I recommend sharing your skills with your group, so as to give other players a chance to clarify the implications of, say, a Piloting Spaceships skill on the group’s shared setting. As long as everyone in the group is on board, though, go for it.

Can I Choose Weaving as a Skill?

If you want your character to be able to call on magic in a more controlled manner than what is described in the Weaving rules, you can add whatever magic you like as a skill. The Weaver’s Dice chapter includes thirteen types of weaving that could also be good candidates for skills.

Note that having a weaving listed as a skill doesn’t give you special advantages when using the Weaving mechanics; if you perform a weaving during an Individual Scene, you still roll a single die and you still risk injury. Using a skill tied to one of the weaving dice is not the same as accepting a weaving die; when you use it as a skill, you’re using your skill at weaving to achieve a specific desired outcome.

How Skills Work

When you use a skill, you roll a number of dice equal to the skill’s rating. So if you have a rating of 3, you roll three dice. Then, look at the highest rolled result:

  • If it’s a 6, you manage to use your skill to complete your objective in the scene.
  • If it’s not a 6, you still use your skill to complete your objective (you can’t fail in that regard), but the skill becomes complicated.

    A complicated skill means that something happens as a result of your actions that hurts you or someone else in ways you didn’t expect, and until you repair that harm you can’t use the same skill again.

    Complicated skills are repaired during group scenes.

Avoiding Complications

You might not want to suffer the complications related to your actions in that scene.

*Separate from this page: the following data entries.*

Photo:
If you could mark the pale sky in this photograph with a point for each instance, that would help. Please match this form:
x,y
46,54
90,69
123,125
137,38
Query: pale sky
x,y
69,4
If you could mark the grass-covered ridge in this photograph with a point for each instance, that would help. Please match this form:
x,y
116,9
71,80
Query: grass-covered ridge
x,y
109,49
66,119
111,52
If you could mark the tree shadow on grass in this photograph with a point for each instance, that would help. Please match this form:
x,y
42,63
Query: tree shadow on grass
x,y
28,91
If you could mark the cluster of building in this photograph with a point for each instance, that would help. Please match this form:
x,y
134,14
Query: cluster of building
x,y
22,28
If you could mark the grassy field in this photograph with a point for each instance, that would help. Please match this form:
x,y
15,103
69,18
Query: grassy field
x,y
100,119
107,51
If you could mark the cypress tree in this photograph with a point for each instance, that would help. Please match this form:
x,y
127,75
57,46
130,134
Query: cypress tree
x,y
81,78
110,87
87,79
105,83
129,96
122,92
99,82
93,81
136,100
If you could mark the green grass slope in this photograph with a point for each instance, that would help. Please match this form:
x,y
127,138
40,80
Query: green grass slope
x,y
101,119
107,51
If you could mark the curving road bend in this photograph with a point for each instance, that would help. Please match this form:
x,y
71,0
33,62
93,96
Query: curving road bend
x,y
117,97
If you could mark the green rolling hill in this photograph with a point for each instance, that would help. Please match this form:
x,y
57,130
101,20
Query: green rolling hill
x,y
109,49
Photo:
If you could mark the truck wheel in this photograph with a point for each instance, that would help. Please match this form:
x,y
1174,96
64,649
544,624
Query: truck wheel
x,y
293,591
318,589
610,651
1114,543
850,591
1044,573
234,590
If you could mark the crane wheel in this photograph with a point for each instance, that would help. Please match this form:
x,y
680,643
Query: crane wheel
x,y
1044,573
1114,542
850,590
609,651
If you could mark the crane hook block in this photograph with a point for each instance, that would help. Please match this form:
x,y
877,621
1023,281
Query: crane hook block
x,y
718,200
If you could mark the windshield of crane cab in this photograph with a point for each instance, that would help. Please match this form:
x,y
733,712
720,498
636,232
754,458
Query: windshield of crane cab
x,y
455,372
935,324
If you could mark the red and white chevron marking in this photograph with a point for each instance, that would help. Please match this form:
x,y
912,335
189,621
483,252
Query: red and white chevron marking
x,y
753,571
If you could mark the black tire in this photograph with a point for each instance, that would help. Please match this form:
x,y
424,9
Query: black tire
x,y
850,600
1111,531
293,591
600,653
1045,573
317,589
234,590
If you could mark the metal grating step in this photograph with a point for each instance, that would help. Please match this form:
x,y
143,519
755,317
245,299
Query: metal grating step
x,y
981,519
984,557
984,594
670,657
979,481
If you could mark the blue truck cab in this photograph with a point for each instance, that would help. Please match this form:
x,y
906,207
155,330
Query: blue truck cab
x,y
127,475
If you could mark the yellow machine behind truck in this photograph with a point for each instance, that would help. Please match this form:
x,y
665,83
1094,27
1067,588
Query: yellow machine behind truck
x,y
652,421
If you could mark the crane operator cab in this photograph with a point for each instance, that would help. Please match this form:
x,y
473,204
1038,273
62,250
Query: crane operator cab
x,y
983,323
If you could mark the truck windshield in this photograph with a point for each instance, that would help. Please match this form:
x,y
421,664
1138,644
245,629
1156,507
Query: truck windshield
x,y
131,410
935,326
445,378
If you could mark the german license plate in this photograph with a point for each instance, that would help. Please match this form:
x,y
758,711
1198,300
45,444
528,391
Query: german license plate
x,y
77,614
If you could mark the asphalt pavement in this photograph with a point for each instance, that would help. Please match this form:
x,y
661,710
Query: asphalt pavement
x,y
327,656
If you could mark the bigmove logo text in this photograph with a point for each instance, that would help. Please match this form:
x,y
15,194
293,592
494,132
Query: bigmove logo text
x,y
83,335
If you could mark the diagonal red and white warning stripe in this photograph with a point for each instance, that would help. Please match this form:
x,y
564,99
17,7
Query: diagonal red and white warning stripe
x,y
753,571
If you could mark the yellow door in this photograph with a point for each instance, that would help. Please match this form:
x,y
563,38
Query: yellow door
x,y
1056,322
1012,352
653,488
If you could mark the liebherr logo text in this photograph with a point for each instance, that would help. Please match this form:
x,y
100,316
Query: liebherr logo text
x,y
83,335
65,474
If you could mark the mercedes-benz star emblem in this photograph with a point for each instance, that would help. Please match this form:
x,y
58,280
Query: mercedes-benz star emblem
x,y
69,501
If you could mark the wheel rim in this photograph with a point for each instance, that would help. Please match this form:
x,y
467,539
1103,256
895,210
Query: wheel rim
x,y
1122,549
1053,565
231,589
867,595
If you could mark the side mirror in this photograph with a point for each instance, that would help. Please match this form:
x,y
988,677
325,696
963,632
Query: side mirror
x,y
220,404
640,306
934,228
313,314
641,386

You can do this by asking another player to roll a weaving die on your behalf, invoking the power of the world’s memories. More information on that is provided in the Weaving Dice chapter, but briefly, the other player chooses a type of memory for the weaving, and then rolls a single d6 to determine the effects:

  • On anything other than a 1 or 6, the weaving completes without incident (more or less).
  • On a 1 or 6, the weaving either does too little or becomes an uncontrolled catastrophe that you then must deal with on your own to stop things from getting even worse. In either case, the suit for the skill you used in that scene becomes injured.

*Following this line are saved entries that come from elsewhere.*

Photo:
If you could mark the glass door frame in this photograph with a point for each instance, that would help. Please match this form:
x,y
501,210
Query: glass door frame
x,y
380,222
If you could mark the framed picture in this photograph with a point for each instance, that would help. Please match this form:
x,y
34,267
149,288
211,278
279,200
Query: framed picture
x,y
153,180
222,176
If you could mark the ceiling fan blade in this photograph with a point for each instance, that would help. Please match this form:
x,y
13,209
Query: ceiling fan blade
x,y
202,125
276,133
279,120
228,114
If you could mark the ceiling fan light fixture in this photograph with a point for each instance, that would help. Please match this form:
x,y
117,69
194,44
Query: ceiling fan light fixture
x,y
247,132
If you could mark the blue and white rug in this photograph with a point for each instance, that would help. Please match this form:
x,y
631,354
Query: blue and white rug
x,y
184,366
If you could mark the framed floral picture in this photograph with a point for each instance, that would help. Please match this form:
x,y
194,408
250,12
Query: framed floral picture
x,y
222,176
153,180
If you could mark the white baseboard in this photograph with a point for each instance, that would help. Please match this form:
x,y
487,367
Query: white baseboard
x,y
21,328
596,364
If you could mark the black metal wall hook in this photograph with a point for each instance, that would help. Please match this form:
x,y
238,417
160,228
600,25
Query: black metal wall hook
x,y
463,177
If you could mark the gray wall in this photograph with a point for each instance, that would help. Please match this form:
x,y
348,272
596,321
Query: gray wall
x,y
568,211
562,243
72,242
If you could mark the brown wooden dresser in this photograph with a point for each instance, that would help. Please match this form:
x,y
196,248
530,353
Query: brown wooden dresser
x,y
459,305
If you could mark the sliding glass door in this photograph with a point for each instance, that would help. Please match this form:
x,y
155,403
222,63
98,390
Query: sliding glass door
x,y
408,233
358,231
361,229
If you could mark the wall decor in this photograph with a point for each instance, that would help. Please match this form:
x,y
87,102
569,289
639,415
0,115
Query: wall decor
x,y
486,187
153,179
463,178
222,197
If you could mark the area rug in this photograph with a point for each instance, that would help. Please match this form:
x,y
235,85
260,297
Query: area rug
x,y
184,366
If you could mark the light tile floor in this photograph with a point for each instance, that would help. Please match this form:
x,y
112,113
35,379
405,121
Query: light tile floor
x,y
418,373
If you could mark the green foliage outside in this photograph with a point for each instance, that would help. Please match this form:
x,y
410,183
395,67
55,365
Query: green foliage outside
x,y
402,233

    An injured suit means that you have wounded or overexerted yourself in a serious way, and until you take time to recover, you cannot use any skill from that suit.

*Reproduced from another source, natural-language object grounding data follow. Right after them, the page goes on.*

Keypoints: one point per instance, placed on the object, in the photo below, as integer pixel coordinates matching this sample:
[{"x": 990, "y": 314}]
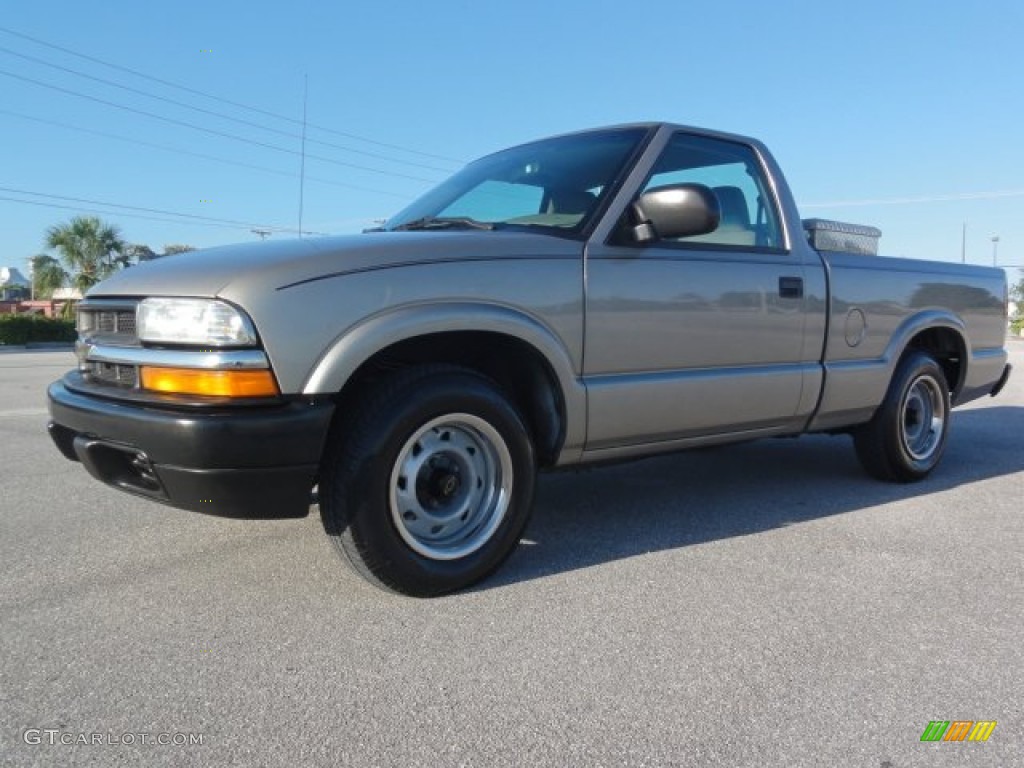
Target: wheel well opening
[
  {"x": 516, "y": 367},
  {"x": 947, "y": 348}
]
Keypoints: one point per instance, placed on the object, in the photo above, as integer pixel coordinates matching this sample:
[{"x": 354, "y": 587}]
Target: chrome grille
[{"x": 109, "y": 322}]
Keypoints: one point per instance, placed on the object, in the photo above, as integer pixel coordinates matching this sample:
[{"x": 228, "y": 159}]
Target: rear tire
[
  {"x": 429, "y": 487},
  {"x": 907, "y": 436}
]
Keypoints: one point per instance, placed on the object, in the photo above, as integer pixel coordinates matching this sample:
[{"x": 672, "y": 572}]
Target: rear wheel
[
  {"x": 429, "y": 487},
  {"x": 907, "y": 436}
]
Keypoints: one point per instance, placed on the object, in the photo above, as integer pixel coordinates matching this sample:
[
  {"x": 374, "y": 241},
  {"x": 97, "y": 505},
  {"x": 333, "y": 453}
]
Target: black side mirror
[{"x": 675, "y": 211}]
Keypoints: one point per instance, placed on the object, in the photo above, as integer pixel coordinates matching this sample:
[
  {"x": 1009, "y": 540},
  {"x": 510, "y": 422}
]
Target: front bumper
[{"x": 257, "y": 461}]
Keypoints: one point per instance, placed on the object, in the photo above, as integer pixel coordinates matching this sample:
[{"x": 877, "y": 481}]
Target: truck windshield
[{"x": 556, "y": 183}]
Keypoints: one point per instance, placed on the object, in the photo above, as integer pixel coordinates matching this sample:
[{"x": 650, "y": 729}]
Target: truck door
[{"x": 700, "y": 335}]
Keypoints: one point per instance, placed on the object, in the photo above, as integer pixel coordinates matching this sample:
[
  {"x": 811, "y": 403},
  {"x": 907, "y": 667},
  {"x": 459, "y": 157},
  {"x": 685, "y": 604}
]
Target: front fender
[{"x": 357, "y": 344}]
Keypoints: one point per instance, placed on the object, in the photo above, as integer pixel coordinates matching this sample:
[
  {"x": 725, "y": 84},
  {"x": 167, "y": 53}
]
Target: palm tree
[
  {"x": 89, "y": 249},
  {"x": 47, "y": 275}
]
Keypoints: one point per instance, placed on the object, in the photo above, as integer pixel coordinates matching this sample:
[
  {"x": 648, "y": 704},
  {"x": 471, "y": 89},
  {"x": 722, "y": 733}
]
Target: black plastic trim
[{"x": 230, "y": 461}]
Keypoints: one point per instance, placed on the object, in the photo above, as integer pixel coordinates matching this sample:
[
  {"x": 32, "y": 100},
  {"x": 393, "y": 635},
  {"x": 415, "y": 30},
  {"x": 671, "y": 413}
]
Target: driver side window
[{"x": 733, "y": 173}]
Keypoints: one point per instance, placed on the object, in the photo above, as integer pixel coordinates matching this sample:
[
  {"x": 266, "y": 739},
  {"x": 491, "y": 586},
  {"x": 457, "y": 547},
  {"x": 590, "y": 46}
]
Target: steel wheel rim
[
  {"x": 451, "y": 486},
  {"x": 923, "y": 418}
]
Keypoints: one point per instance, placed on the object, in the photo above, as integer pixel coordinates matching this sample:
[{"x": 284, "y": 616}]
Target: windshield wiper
[{"x": 442, "y": 222}]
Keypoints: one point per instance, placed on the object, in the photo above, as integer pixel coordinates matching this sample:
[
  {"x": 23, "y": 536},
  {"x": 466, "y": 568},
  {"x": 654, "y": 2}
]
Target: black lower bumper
[{"x": 252, "y": 462}]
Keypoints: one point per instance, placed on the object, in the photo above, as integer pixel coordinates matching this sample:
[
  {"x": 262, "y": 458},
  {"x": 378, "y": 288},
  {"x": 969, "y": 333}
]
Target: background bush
[{"x": 23, "y": 329}]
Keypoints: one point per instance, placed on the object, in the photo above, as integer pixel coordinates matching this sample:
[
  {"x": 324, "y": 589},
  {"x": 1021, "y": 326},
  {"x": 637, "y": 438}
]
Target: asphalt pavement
[{"x": 766, "y": 604}]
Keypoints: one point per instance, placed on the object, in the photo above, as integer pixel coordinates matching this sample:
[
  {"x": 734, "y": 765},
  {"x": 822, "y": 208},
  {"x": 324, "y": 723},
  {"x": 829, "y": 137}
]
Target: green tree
[
  {"x": 172, "y": 248},
  {"x": 89, "y": 249},
  {"x": 139, "y": 253},
  {"x": 47, "y": 275}
]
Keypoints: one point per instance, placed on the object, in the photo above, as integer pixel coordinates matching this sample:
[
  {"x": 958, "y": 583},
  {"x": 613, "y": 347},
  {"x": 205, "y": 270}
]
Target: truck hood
[{"x": 275, "y": 265}]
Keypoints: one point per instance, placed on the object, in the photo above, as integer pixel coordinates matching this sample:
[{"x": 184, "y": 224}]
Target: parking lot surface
[{"x": 766, "y": 604}]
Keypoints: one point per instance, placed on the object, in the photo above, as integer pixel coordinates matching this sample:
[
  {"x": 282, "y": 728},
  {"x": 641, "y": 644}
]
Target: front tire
[
  {"x": 429, "y": 487},
  {"x": 905, "y": 439}
]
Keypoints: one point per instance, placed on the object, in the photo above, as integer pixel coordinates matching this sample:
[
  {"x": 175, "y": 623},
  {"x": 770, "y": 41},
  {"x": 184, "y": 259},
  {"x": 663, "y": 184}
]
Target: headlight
[{"x": 204, "y": 322}]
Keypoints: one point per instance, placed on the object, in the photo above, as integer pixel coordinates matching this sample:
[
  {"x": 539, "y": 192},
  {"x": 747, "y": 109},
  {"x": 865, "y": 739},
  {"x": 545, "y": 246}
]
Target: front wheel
[
  {"x": 428, "y": 489},
  {"x": 905, "y": 439}
]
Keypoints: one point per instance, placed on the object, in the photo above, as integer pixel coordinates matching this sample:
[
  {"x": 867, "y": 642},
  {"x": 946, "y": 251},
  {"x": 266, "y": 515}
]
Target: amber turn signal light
[{"x": 210, "y": 383}]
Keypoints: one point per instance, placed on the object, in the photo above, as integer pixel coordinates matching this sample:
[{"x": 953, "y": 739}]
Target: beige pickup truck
[{"x": 590, "y": 297}]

    You can recover an injured suit by playing through the A Moment Alone play mode, which normally takes the place of an individual scene for your character.

Regardless of the result, the skill’s complication is removed.

Improving Your Skills

When you use a skill, if all of your dice are either 1s or 6s, you learn something new about that skill and how you use it. Maybe it’s a moment of inspiration; maybe it’s an…educational mistake.

In either case, the skill’s rating improves by 1.

Learning New Skills

If you want your character to be able to do something that they have no current skills for, you can. First, name the skill and record it in your journal. Then, roll a single d6:

  • 1 (Bend): Give the skill a rating of 1. The skill becomes complicated.
  • 2-3 (Weave): Give the skill a rating of 1.
  • 4-5 (Fray): Give the skill a rating of 2. The skill becomes complicated.
  • 6 (Tear): Give the skill a rating of 2. The skill’s suit becomes injured.

Optional Rule: Universal Truth

As an option, your group can decide that once a skill reaches a rating of 6, the character’s skill becomes a kind of universal truth for the world of the story. Mark the action with a star or something to let you know it’s special. Color it with a highlighter. It’s special now.

A skill that has been marked as a universal truth cannot be further improved.

When someone performs a weaving, they can instead ask you to use your universal truth. Roll a single die:

  • 1 (Bend): They call for your aid, but you are otherwise occupied, unable to lend your assistance. They mark an injury.
  • 2-5 (Weave): They call for your aid and you bring it, solving the challenge in front of you with ease.
  • 6 (Tear): They call for your aid and you bring it, but your overconfidence causes other problems that they must then deal with. They mark an injury.